V
J’AI rencontré Laure d’Astarac à Toulouse, rue du Taur. Je sortais de la librairie « La Bible d’Or », où j’avais fait l’acquisition d’un exemplaire de Jeune Homme de Novembre de Bernard Manciet. Dehors, il y avait le trottoir. Sur le trottoir, le soleil. Dans le soleil, Laure d’Astarac. Elle se foutait pas mal des rayons qui mordaient ses cheveux, des chromes des vitrines qui déformaient l’image de sa main gracieuse et souple, des hommes qui, pour mieux la croiser, ralentissaient le pas, et de moi, bien sûr, qui, en la voyant, l’avais reconnue. Ce matin-là, Laure d’Astarac faisait ce que si peu de femmes font : elle passait.
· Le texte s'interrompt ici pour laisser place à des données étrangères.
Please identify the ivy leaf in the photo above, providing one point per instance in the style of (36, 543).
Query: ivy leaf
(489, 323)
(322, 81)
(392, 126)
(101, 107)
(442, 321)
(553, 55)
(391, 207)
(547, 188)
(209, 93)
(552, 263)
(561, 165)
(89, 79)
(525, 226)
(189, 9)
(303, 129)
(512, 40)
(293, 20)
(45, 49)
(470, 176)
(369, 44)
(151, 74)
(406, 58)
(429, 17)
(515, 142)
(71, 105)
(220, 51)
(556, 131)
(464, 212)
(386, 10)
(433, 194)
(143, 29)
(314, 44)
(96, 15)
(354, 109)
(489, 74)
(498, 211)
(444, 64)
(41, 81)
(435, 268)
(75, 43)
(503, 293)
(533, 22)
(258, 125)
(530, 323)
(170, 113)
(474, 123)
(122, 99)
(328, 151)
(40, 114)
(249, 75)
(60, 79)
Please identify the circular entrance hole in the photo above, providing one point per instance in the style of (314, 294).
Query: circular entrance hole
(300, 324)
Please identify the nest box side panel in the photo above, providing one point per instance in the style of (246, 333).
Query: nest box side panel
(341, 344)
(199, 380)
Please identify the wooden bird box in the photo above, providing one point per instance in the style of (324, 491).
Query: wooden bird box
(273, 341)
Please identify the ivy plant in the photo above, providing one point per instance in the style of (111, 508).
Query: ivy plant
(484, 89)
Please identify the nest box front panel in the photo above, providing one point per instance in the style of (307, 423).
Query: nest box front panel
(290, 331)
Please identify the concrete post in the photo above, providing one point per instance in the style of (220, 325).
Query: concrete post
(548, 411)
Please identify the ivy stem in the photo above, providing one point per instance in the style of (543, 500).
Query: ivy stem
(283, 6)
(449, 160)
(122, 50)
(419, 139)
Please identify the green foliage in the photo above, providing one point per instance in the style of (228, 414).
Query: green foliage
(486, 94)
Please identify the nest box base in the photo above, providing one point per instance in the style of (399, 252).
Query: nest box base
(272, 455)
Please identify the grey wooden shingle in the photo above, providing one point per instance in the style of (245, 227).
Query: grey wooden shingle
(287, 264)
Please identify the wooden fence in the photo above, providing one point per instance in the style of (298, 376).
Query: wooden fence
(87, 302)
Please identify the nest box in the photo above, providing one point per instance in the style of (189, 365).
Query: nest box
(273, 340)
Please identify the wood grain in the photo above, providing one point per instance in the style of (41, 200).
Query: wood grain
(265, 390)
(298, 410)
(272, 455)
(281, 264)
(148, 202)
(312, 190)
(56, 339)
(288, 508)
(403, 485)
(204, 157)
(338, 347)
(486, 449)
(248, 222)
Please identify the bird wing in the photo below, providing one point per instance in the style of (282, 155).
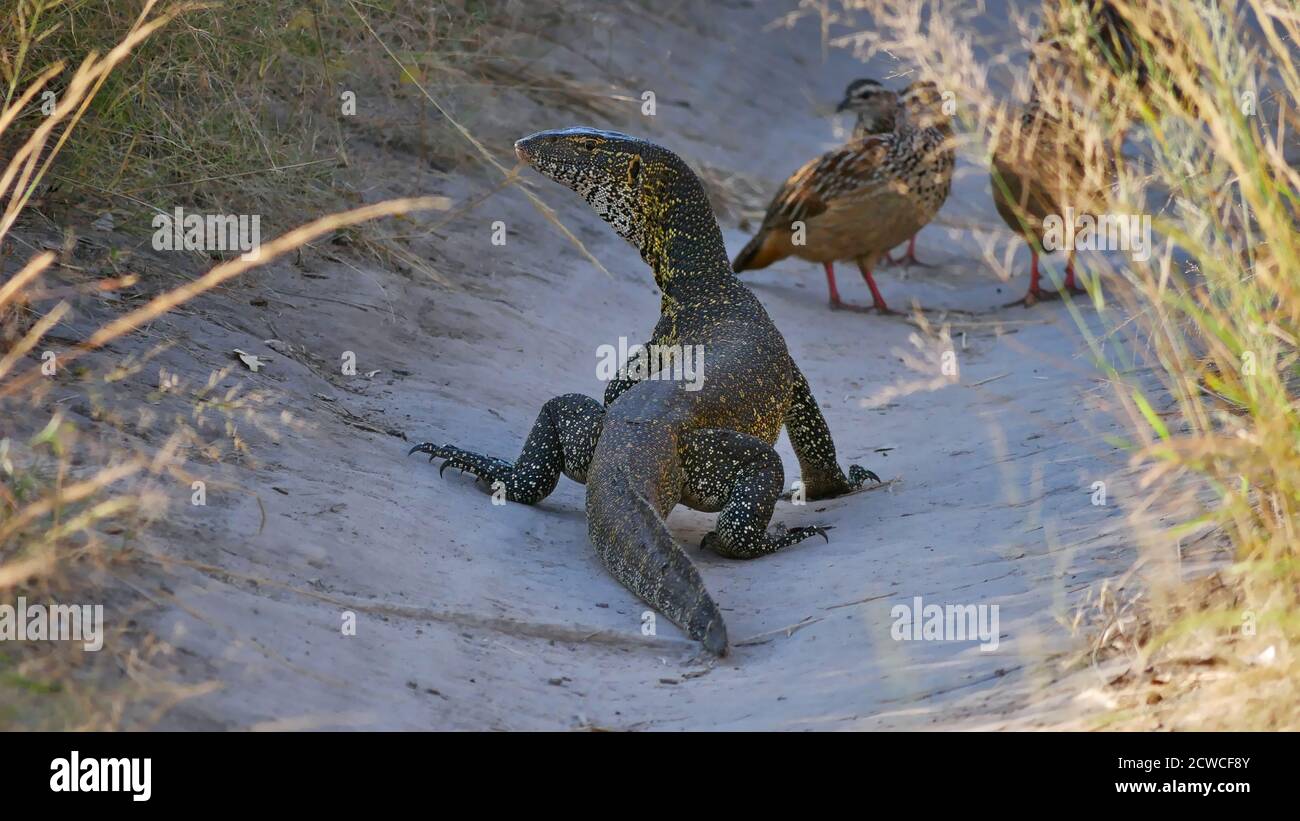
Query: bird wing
(809, 190)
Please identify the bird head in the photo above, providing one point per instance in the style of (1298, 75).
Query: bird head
(874, 104)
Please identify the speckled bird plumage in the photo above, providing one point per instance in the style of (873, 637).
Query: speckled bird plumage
(1045, 165)
(862, 199)
(653, 443)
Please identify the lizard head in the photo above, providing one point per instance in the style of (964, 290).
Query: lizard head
(924, 104)
(874, 104)
(627, 181)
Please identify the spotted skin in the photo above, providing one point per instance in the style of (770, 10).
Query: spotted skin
(562, 441)
(655, 443)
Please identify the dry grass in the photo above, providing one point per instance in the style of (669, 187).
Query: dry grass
(81, 483)
(1200, 341)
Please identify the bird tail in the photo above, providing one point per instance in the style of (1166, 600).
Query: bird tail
(635, 544)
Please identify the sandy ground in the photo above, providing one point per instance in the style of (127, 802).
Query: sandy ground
(472, 616)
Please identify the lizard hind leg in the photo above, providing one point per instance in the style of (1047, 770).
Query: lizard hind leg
(742, 477)
(562, 441)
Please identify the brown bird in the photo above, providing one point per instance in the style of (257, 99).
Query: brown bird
(879, 111)
(862, 199)
(1044, 166)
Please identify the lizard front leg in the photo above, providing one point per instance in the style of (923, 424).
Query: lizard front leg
(815, 448)
(628, 374)
(741, 476)
(562, 441)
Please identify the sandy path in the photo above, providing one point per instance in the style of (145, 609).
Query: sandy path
(480, 616)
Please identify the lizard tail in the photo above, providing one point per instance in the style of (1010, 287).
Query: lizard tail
(636, 547)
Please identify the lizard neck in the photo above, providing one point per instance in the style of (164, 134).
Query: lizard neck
(681, 242)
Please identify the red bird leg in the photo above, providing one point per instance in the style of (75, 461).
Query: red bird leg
(830, 285)
(876, 300)
(1070, 285)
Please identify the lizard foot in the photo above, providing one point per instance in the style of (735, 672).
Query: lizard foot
(765, 543)
(481, 467)
(858, 476)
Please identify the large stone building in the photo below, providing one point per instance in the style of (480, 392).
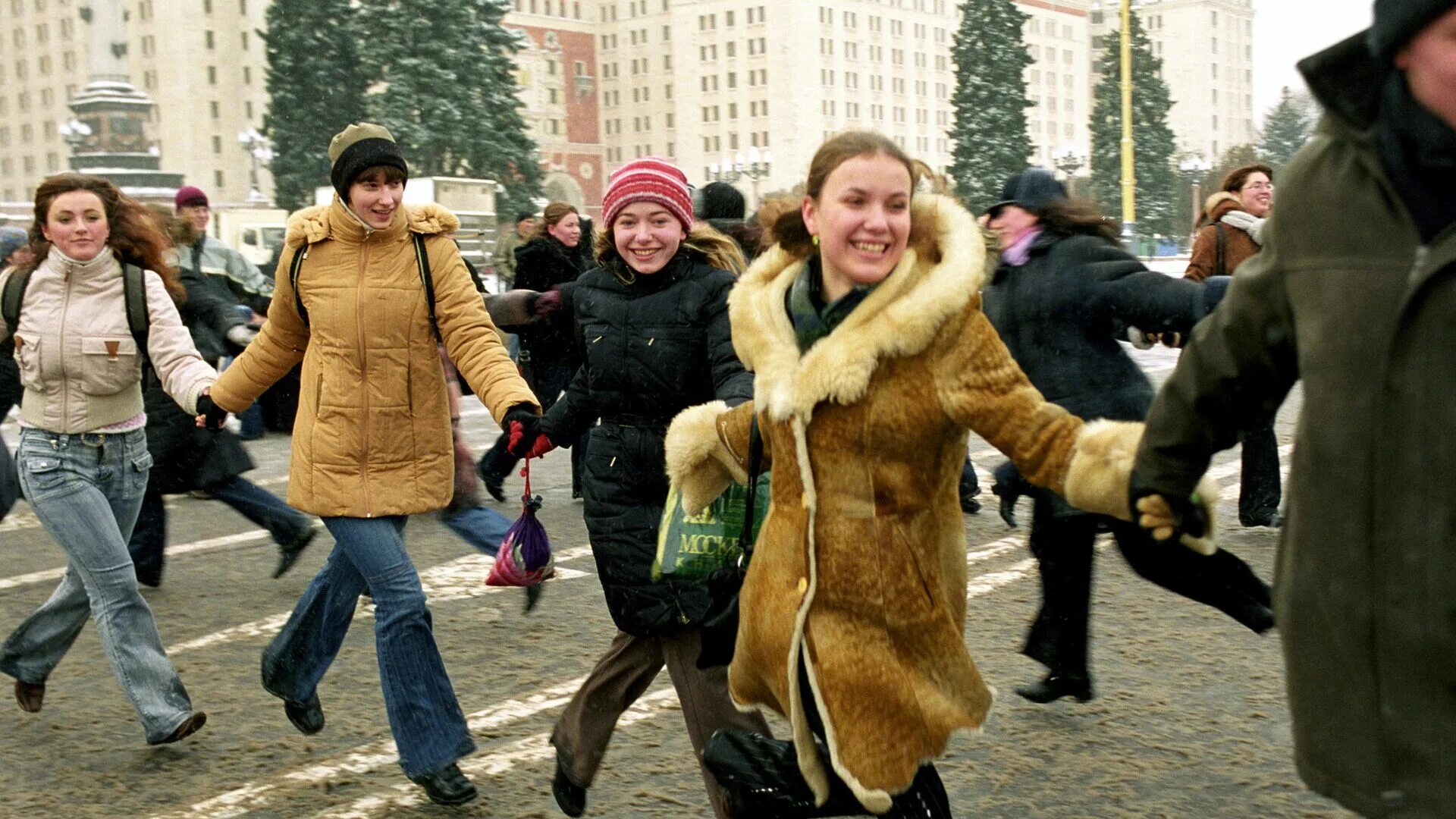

Passer. Le passer. La tige du cou, le port de tête, désignant la princesse, suggérant le royaume, montrant la voie. Présence. Absence. Elle passait et je ne sus la suivre. Je restai devant la librairie, immobile, extravagant, niais. Elle disparut à l’angle de la rue, la lumière la suivait. J’ai couru, enfin à la poursuite des parcelles d’étoiles qu’elle abandonnerait, comme un gant. À mon tour, je tournai l’angle de la rue. Je tombai nez à nez avec la pénombre d’une étroite ruelle du vieux Toulouse, ruelle déserte, étonnamment silencieuse : j’entrais sur son territoire. Façades, vestiges, vertiges, où était-elle? Je décidai de m’en tenir au bruit de mes pas sur les pavés humides. Car le signal viendrait d’en dessous, des entrailles de la ville qu’elle avait choisie. Mes pieds tâtaient, tétaient, testaient le sol. J’avançais en braille. Je tendais l’oreille. Le silence de la ruelle était maintenant troublé par un bruit souple et cristallin. Je reconnus le bruit arabe de l’eau dont parle Audiberti : j’entrais dans sa lumière. Je m’arrêtai à hauteur du pilier en brique rose d’une porte cochère. Elle donnait sur une cour intérieure, ornée d’un bassin, avec, en son centre, un superbe jet d’eau : j’étais devant chez elle. Cette villa sarrasine ne pouvait être que sa demeure.